Postoperative Protocol and Rehabilitation
Meticulous postoperative care is essential to protect the transfer while it heals and to facilitate cortical re-education of the donor muscle.
- Immediate Postoperative Phase (0-3 Weeks): Close the wounds with non-absorbable sutures. Immobilize the hand in a bulky pressure dressing reinforced with a dorsal plaster splint. The wrist is positioned in 30 degrees of flexion, the fingers in a functional resting position, and the thumb in full opposition with the distal phalanx extended. Place gauze between the digits to prevent skin maceration.
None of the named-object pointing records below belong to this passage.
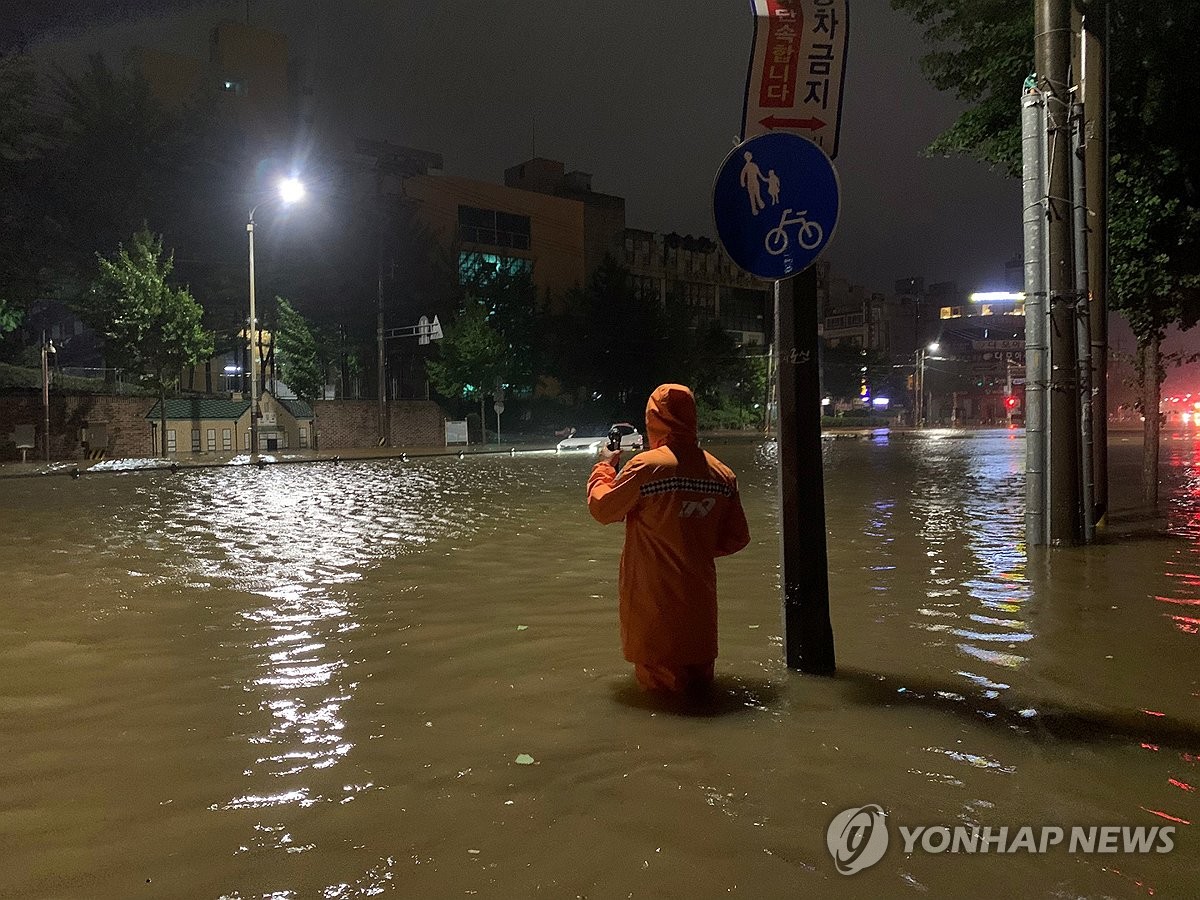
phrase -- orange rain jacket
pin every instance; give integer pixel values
(682, 510)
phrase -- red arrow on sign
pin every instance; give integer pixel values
(773, 121)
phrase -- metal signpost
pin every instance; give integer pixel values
(775, 203)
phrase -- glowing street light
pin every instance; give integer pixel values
(918, 406)
(291, 191)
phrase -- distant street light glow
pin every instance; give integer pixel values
(993, 297)
(291, 190)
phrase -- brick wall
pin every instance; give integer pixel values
(340, 423)
(129, 430)
(355, 423)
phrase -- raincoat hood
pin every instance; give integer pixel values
(671, 417)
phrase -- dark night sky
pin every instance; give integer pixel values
(645, 96)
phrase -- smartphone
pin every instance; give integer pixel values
(613, 439)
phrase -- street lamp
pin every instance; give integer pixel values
(48, 349)
(291, 191)
(918, 406)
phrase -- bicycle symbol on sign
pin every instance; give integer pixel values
(808, 235)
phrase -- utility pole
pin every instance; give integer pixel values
(1053, 59)
(1095, 71)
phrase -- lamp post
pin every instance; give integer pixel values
(919, 384)
(48, 349)
(291, 190)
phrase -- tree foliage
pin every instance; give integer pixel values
(149, 327)
(982, 51)
(472, 355)
(295, 353)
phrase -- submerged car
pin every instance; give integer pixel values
(593, 439)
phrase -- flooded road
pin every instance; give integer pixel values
(317, 681)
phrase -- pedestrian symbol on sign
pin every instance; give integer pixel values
(799, 219)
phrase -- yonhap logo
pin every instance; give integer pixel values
(857, 838)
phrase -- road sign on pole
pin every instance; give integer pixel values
(775, 202)
(797, 70)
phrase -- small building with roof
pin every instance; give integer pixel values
(220, 425)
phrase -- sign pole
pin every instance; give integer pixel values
(808, 633)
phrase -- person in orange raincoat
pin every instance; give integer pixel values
(682, 510)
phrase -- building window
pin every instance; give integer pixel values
(474, 268)
(498, 229)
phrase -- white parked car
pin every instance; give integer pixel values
(630, 439)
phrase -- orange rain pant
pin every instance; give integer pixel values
(673, 679)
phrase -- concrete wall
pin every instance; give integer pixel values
(340, 424)
(355, 423)
(124, 418)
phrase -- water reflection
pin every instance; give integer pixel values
(316, 681)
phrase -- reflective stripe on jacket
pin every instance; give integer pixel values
(682, 510)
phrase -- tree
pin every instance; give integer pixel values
(1155, 192)
(472, 357)
(148, 325)
(295, 353)
(983, 52)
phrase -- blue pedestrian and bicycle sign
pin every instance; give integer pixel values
(775, 203)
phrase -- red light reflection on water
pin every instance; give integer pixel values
(1164, 815)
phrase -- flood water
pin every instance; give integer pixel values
(316, 681)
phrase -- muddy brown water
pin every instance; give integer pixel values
(317, 681)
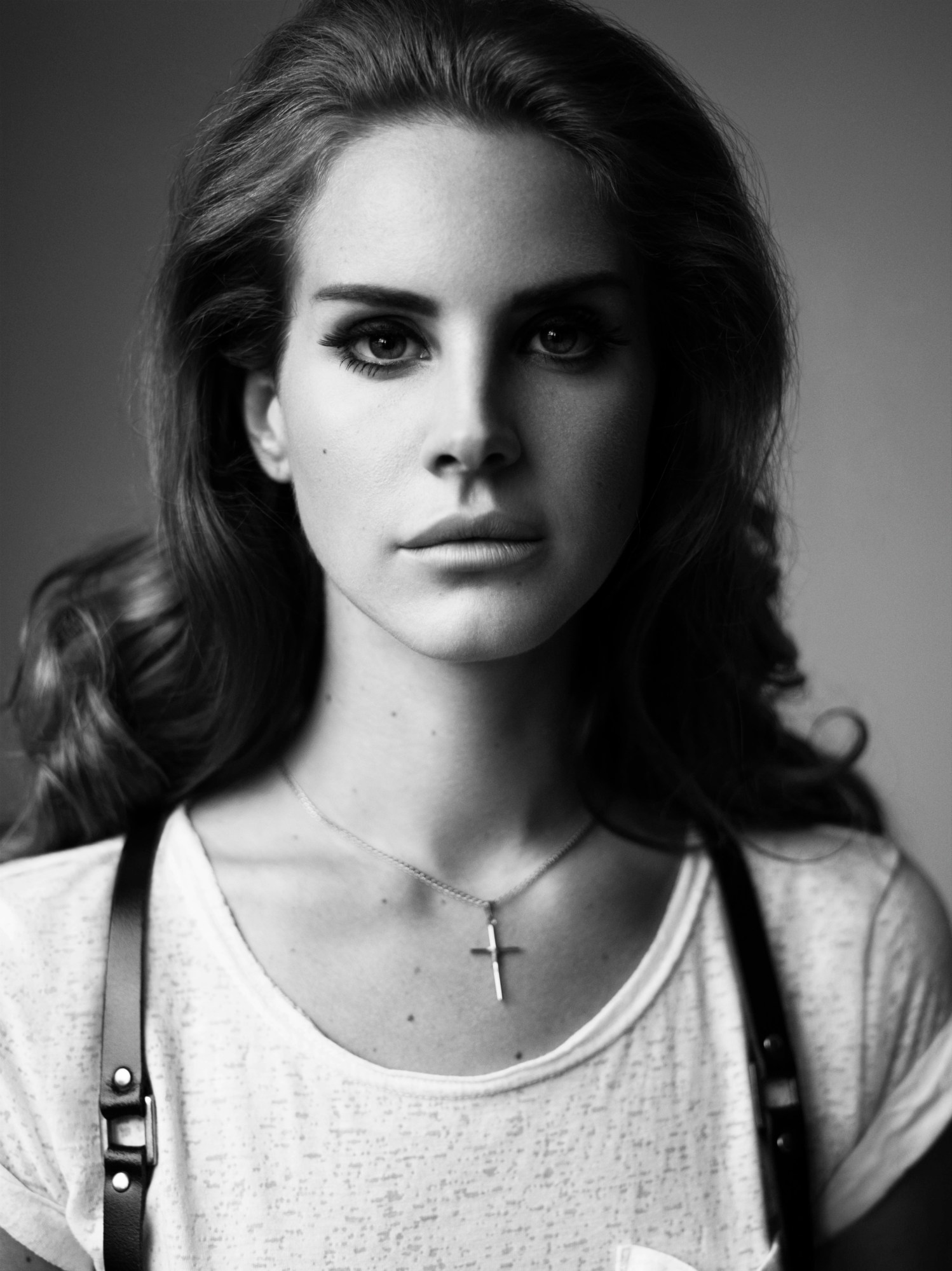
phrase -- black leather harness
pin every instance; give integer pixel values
(130, 1148)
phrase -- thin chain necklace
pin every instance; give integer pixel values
(493, 950)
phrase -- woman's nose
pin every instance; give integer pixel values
(472, 430)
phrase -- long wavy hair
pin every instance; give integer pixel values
(180, 661)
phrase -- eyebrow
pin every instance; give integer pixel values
(411, 301)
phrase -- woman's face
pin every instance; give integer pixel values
(466, 390)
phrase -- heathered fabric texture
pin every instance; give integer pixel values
(631, 1146)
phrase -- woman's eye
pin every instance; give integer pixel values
(377, 350)
(383, 346)
(562, 340)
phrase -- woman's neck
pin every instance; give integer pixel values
(454, 767)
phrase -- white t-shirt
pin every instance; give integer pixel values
(629, 1148)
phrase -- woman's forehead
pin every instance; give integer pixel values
(453, 211)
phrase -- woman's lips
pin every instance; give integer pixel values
(475, 554)
(487, 542)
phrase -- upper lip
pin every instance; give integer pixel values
(487, 525)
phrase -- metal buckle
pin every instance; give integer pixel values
(781, 1094)
(133, 1132)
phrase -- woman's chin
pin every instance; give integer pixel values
(480, 637)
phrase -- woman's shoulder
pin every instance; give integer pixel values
(831, 886)
(864, 954)
(55, 912)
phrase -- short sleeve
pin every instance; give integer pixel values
(907, 1059)
(53, 928)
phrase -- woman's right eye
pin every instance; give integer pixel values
(381, 347)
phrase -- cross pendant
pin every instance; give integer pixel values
(495, 951)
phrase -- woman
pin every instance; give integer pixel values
(471, 352)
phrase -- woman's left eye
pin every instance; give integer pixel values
(562, 340)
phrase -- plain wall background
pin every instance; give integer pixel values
(847, 103)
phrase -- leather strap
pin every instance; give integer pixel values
(128, 1109)
(772, 1062)
(125, 1095)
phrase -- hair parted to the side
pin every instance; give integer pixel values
(177, 663)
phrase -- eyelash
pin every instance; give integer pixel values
(602, 336)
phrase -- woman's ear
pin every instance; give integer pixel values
(265, 425)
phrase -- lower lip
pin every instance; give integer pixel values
(479, 554)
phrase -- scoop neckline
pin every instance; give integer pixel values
(184, 852)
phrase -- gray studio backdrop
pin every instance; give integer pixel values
(848, 106)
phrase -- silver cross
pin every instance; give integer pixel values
(495, 952)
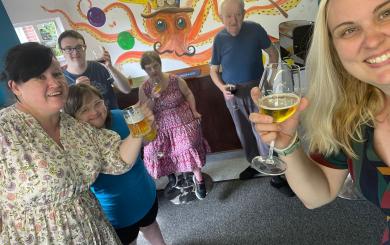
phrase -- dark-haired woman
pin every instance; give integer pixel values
(49, 160)
(128, 200)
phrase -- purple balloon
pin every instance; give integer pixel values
(96, 17)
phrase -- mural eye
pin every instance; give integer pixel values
(161, 25)
(180, 23)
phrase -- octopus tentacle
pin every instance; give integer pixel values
(270, 9)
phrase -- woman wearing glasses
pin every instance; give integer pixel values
(49, 160)
(79, 70)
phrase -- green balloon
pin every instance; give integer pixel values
(125, 40)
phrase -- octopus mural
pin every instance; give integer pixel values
(171, 30)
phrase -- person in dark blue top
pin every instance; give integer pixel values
(103, 75)
(237, 50)
(129, 200)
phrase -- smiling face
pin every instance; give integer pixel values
(93, 111)
(232, 14)
(74, 51)
(44, 94)
(360, 33)
(154, 70)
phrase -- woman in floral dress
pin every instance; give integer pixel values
(179, 146)
(49, 160)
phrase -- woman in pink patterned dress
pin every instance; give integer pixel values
(179, 146)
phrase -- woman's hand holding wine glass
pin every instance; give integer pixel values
(279, 100)
(282, 133)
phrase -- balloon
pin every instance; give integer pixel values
(125, 40)
(96, 17)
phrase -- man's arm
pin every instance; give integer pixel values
(272, 53)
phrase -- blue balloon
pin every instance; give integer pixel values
(96, 17)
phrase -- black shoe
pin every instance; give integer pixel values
(248, 173)
(282, 186)
(171, 191)
(200, 188)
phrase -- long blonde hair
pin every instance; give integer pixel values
(339, 104)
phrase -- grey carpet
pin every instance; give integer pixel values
(252, 212)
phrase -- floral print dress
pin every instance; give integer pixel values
(44, 188)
- Intermediate Phase (3-9 Weeks): At 3 weeks, the rigid splint and sutures are removed. Active range of motion is initiated. However, the thumb must be continuously supported with a custom-molded thermoplastic opponens splint for an additional 6 weeks between exercise sessions.
- Motor Re-education: Because the FDS of the ring finger is a flexor, cortical re-education is highly intuitive. Patients are instructed to actively attempt to touch the tip of their thumb to their ring finger. This maneuver naturally produces flexion of the ring finger, automatically triggering the transferred FDS to fire and oppose the thumb.
- Long-Term Precautions: In patients with lower extremity weakness who habitually rise from a sitting position by pushing up with flattened hands, or in patients who rely on crutches, the transfer is at high risk of attenuation. In these specific populations, the transfer must be protected with an orthosis during weight-bearing activities for a minimum of 3 months, or the tendon will overstretch and permanently cease to function.